"Oh yes, miss, but please, miss, with your permission I'd prefer you called me Hopkins. I wouldn't like it to be said I was going against her ladyship's wishes in private."

"Well, I like Amanda," persisted Jasmine obstinately.

"Yes, miss, and it's very kind of you to say so, I'm sure, and it would have pleased my mother very much. But her ladyship particularly passed the remark that she had a norrer of fancy names, so perhaps you'd be kind enough to call me Hopkins."

"All right," agreed Jasmine, who, having only just arrived at Strathspey House, found it hard to sympathize with such servility. "But look here, the washing-stand's all covered with chips and nails. What shall I do?"

A moral struggle took place in Hopkins' breast, a struggle between the consciousness that dinner must inevitably be ready in five minutes and the consciousness that she ought to show Miss Grant where the bathroom was. In the end cleanliness defeated godliness—for punctuality was the god of Strathspey House—and she proposed a bath.

"Oh, can I have a bath?" cried Jasmine. "How splendid! But you are sure that you can spare the water? Oh, of course, I forgot. This isn't Sirene, is it?"

"No, miss," the housemaid agreed doubtfully. After seeing Jasmine's room security of location had somehow come to mean less to Hopkins; in fact she said, when she got back to the kitchen: "I give you my word, cook, I didn't know where I was."

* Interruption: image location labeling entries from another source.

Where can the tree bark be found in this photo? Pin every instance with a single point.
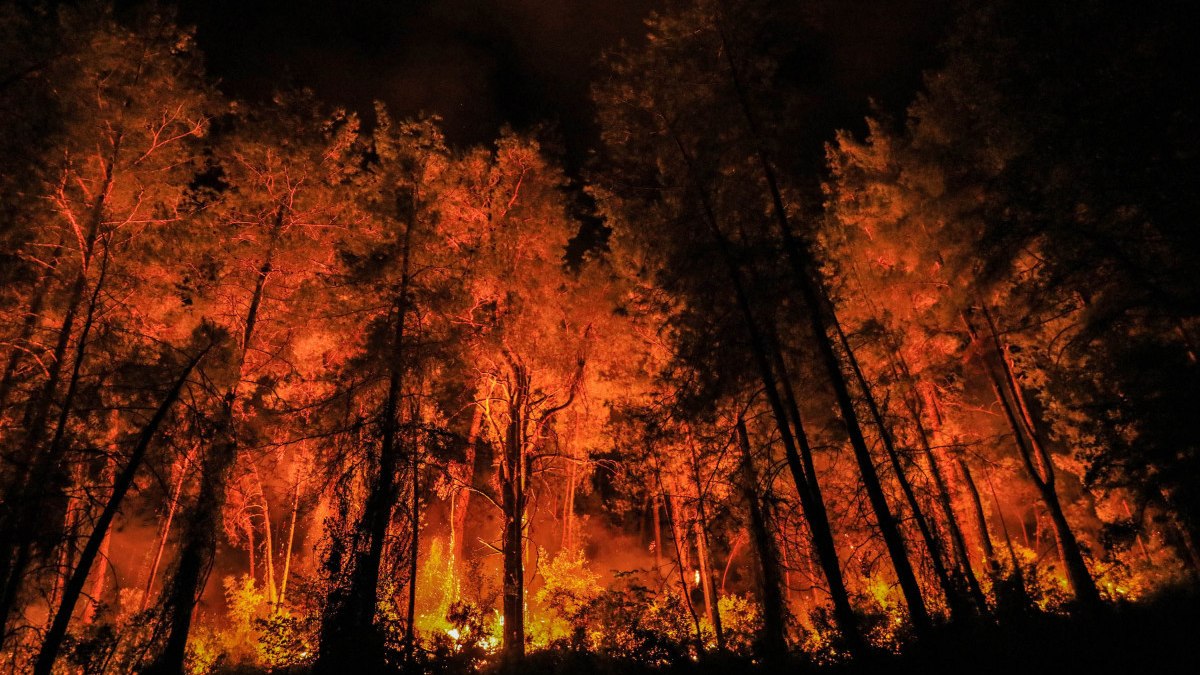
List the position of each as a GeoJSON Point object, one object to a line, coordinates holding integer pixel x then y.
{"type": "Point", "coordinates": [1039, 467]}
{"type": "Point", "coordinates": [54, 637]}
{"type": "Point", "coordinates": [797, 460]}
{"type": "Point", "coordinates": [774, 635]}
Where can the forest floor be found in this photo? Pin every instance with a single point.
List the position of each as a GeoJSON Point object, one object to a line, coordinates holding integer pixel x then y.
{"type": "Point", "coordinates": [1158, 635]}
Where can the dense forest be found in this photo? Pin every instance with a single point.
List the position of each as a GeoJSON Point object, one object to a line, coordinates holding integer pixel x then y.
{"type": "Point", "coordinates": [294, 388]}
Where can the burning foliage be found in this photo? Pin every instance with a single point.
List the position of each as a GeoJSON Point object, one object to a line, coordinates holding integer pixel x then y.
{"type": "Point", "coordinates": [288, 392]}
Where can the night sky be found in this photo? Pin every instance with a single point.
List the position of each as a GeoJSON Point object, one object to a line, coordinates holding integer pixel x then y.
{"type": "Point", "coordinates": [481, 64]}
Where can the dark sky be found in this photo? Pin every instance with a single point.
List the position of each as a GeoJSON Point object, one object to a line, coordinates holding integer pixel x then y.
{"type": "Point", "coordinates": [477, 63]}
{"type": "Point", "coordinates": [481, 64]}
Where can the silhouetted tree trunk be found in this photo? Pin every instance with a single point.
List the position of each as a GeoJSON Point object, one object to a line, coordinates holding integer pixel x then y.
{"type": "Point", "coordinates": [201, 532]}
{"type": "Point", "coordinates": [954, 598]}
{"type": "Point", "coordinates": [798, 460]}
{"type": "Point", "coordinates": [348, 628]}
{"type": "Point", "coordinates": [99, 537]}
{"type": "Point", "coordinates": [1038, 466]}
{"type": "Point", "coordinates": [774, 637]}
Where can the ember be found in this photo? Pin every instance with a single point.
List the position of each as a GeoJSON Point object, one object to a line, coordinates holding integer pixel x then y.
{"type": "Point", "coordinates": [288, 387]}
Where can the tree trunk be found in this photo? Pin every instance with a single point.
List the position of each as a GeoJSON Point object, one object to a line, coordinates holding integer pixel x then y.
{"type": "Point", "coordinates": [292, 538]}
{"type": "Point", "coordinates": [201, 532]}
{"type": "Point", "coordinates": [348, 627]}
{"type": "Point", "coordinates": [817, 304]}
{"type": "Point", "coordinates": [461, 499]}
{"type": "Point", "coordinates": [99, 537]}
{"type": "Point", "coordinates": [951, 589]}
{"type": "Point", "coordinates": [797, 460]}
{"type": "Point", "coordinates": [414, 549]}
{"type": "Point", "coordinates": [514, 503]}
{"type": "Point", "coordinates": [703, 550]}
{"type": "Point", "coordinates": [1041, 471]}
{"type": "Point", "coordinates": [774, 635]}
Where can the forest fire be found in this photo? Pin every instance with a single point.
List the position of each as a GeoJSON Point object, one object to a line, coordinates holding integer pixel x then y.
{"type": "Point", "coordinates": [293, 388]}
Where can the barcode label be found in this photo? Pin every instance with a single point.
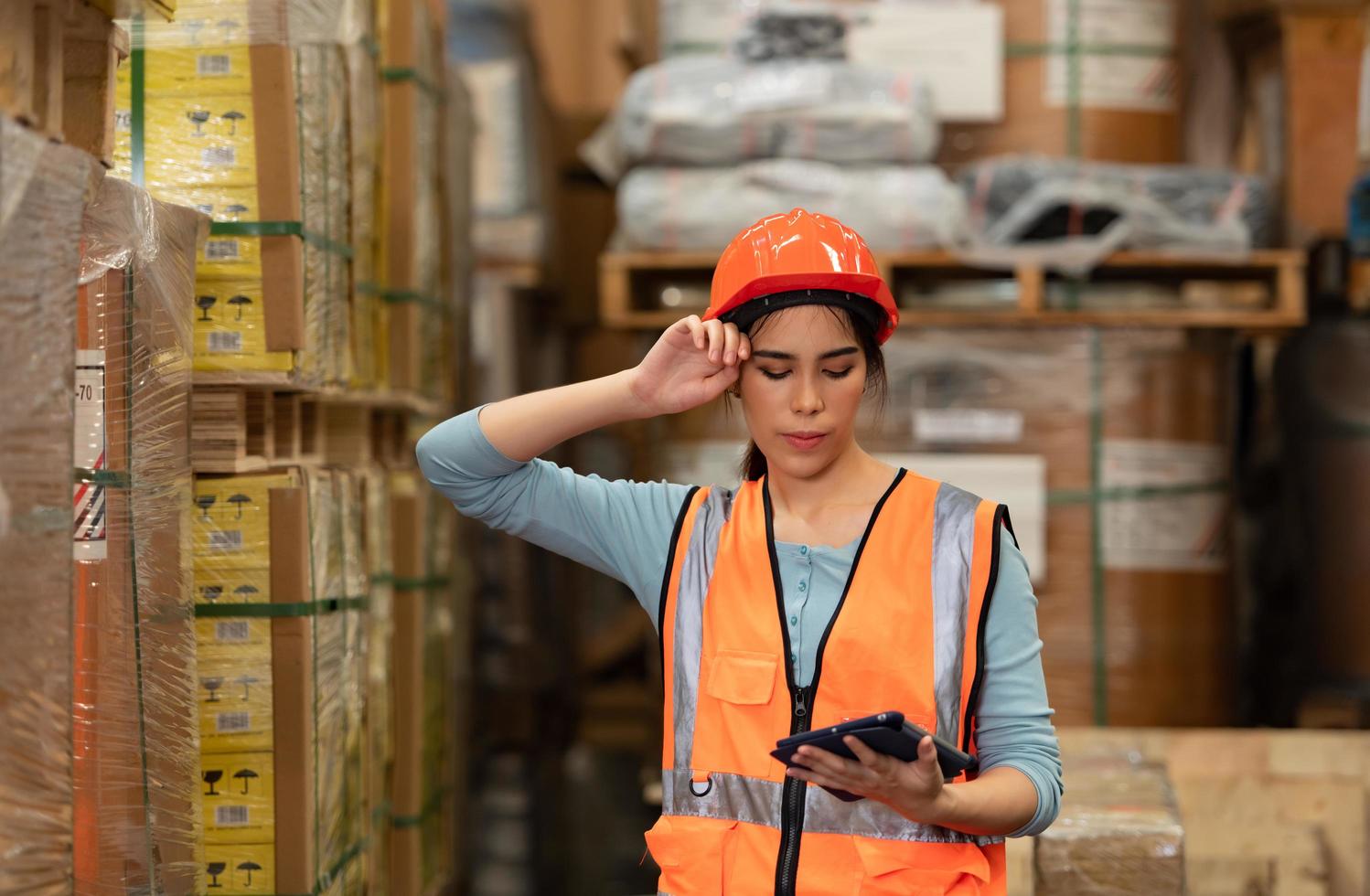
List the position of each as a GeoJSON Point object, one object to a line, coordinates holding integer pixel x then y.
{"type": "Point", "coordinates": [231, 631]}
{"type": "Point", "coordinates": [229, 540]}
{"type": "Point", "coordinates": [230, 722]}
{"type": "Point", "coordinates": [220, 251]}
{"type": "Point", "coordinates": [212, 65]}
{"type": "Point", "coordinates": [230, 816]}
{"type": "Point", "coordinates": [218, 156]}
{"type": "Point", "coordinates": [225, 341]}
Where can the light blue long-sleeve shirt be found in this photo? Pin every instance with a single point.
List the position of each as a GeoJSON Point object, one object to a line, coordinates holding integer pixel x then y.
{"type": "Point", "coordinates": [624, 530]}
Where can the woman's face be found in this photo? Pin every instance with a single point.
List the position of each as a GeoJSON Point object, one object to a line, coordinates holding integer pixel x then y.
{"type": "Point", "coordinates": [802, 388]}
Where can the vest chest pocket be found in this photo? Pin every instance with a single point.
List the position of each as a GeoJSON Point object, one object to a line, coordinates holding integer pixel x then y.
{"type": "Point", "coordinates": [690, 852]}
{"type": "Point", "coordinates": [742, 677]}
{"type": "Point", "coordinates": [922, 869]}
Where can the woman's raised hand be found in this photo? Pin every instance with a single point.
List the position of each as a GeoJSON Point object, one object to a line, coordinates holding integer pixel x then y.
{"type": "Point", "coordinates": [690, 365]}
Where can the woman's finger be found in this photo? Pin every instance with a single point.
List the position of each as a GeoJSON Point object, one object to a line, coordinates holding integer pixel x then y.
{"type": "Point", "coordinates": [715, 341]}
{"type": "Point", "coordinates": [696, 329]}
{"type": "Point", "coordinates": [731, 337]}
{"type": "Point", "coordinates": [867, 756]}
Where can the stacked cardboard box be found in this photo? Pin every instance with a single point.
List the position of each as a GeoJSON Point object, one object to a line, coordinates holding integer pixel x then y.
{"type": "Point", "coordinates": [412, 247]}
{"type": "Point", "coordinates": [241, 109]}
{"type": "Point", "coordinates": [134, 651]}
{"type": "Point", "coordinates": [44, 189]}
{"type": "Point", "coordinates": [283, 688]}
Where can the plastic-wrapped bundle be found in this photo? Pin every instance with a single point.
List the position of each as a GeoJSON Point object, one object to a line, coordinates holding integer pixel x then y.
{"type": "Point", "coordinates": [894, 208]}
{"type": "Point", "coordinates": [1080, 211]}
{"type": "Point", "coordinates": [43, 189]}
{"type": "Point", "coordinates": [792, 33]}
{"type": "Point", "coordinates": [699, 110]}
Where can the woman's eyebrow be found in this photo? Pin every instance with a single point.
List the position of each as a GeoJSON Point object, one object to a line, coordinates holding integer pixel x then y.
{"type": "Point", "coordinates": [836, 352]}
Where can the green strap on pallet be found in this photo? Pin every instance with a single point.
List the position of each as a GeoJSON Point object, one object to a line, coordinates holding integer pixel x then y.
{"type": "Point", "coordinates": [283, 610]}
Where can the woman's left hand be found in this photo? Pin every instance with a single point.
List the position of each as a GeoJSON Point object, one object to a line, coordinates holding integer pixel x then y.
{"type": "Point", "coordinates": [914, 789]}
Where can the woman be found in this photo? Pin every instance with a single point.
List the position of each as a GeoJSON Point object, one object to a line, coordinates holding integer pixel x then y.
{"type": "Point", "coordinates": [829, 585]}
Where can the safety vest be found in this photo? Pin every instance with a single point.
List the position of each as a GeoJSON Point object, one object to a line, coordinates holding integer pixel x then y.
{"type": "Point", "coordinates": [907, 635]}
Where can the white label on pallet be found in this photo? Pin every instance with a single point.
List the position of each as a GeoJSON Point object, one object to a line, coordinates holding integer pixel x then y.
{"type": "Point", "coordinates": [231, 722]}
{"type": "Point", "coordinates": [1184, 530]}
{"type": "Point", "coordinates": [218, 156]}
{"type": "Point", "coordinates": [225, 341]}
{"type": "Point", "coordinates": [212, 65]}
{"type": "Point", "coordinates": [220, 251]}
{"type": "Point", "coordinates": [226, 540]}
{"type": "Point", "coordinates": [1128, 54]}
{"type": "Point", "coordinates": [968, 426]}
{"type": "Point", "coordinates": [230, 816]}
{"type": "Point", "coordinates": [231, 632]}
{"type": "Point", "coordinates": [88, 499]}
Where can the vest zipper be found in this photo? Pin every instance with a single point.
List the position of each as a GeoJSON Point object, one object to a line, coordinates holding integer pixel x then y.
{"type": "Point", "coordinates": [792, 795]}
{"type": "Point", "coordinates": [792, 805]}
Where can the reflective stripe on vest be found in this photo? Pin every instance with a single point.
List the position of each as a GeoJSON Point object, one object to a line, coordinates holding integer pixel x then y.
{"type": "Point", "coordinates": [728, 681]}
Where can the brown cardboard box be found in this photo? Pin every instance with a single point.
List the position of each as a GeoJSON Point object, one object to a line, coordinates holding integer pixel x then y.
{"type": "Point", "coordinates": [134, 604]}
{"type": "Point", "coordinates": [1105, 131]}
{"type": "Point", "coordinates": [44, 189]}
{"type": "Point", "coordinates": [1118, 832]}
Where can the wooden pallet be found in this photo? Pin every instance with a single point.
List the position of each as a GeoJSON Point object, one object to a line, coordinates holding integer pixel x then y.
{"type": "Point", "coordinates": [248, 431]}
{"type": "Point", "coordinates": [58, 59]}
{"type": "Point", "coordinates": [1260, 292]}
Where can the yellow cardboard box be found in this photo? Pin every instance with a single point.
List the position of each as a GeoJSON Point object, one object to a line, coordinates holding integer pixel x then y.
{"type": "Point", "coordinates": [201, 70]}
{"type": "Point", "coordinates": [223, 256]}
{"type": "Point", "coordinates": [231, 587]}
{"type": "Point", "coordinates": [239, 794]}
{"type": "Point", "coordinates": [240, 869]}
{"type": "Point", "coordinates": [233, 522]}
{"type": "Point", "coordinates": [234, 700]}
{"type": "Point", "coordinates": [230, 327]}
{"type": "Point", "coordinates": [198, 142]}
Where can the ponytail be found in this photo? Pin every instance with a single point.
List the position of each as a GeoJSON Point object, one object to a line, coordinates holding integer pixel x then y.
{"type": "Point", "coordinates": [754, 464]}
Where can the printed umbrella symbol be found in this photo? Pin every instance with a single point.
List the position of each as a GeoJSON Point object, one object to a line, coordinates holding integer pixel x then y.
{"type": "Point", "coordinates": [212, 687]}
{"type": "Point", "coordinates": [233, 117]}
{"type": "Point", "coordinates": [250, 868]}
{"type": "Point", "coordinates": [239, 500]}
{"type": "Point", "coordinates": [247, 681]}
{"type": "Point", "coordinates": [244, 775]}
{"type": "Point", "coordinates": [240, 302]}
{"type": "Point", "coordinates": [198, 118]}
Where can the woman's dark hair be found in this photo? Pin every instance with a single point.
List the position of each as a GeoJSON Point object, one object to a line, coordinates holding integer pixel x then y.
{"type": "Point", "coordinates": [863, 327]}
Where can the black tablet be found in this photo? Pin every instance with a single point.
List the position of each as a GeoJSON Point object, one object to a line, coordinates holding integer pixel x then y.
{"type": "Point", "coordinates": [885, 733]}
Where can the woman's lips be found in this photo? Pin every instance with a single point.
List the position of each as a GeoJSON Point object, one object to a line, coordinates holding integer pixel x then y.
{"type": "Point", "coordinates": [803, 442]}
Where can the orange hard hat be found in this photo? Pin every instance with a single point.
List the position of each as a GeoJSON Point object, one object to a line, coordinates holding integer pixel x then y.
{"type": "Point", "coordinates": [800, 258]}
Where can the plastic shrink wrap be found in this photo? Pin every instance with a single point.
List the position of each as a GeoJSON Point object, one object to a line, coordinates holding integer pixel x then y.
{"type": "Point", "coordinates": [701, 208]}
{"type": "Point", "coordinates": [242, 112]}
{"type": "Point", "coordinates": [701, 110]}
{"type": "Point", "coordinates": [1073, 214]}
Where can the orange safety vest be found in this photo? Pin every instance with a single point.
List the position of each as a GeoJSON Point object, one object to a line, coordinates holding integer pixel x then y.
{"type": "Point", "coordinates": [907, 635]}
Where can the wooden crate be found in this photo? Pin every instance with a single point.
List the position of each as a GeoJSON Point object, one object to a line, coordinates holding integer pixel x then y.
{"type": "Point", "coordinates": [57, 70]}
{"type": "Point", "coordinates": [1260, 292]}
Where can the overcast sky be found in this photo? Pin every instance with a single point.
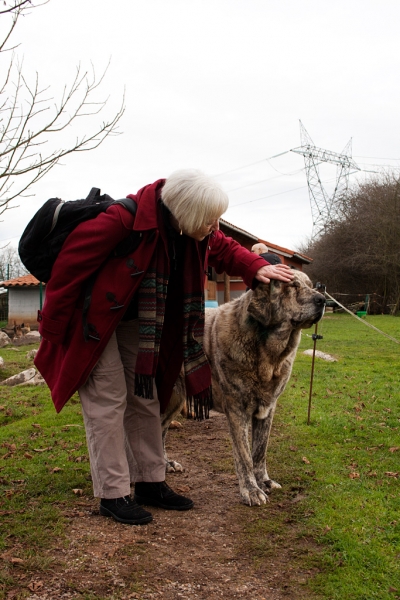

It was a wonderful bath, and while Sir Hector downstairs kept taking his watch out of his pocket—with every passing minute it slid out more easily—Jasmine spent a quarter of an hour in delicious oblivion. At the end of it, Pamela came tapping at the door to tell her that dinner was ready, if she was. Jasmine was so full of water-warmed feelings that she leaped out of the bath, flung open the door, and all dripping wet and naked as she was assured her cousin that she herself was just ready.

"Is the island of Sirene inhabited by savages?" asked Pamela superciliously when she brought back news to the anxious dining-room.

This was considered a witty remark. Even Lettice smiled, for she already despised her cousin more than she hated her sister.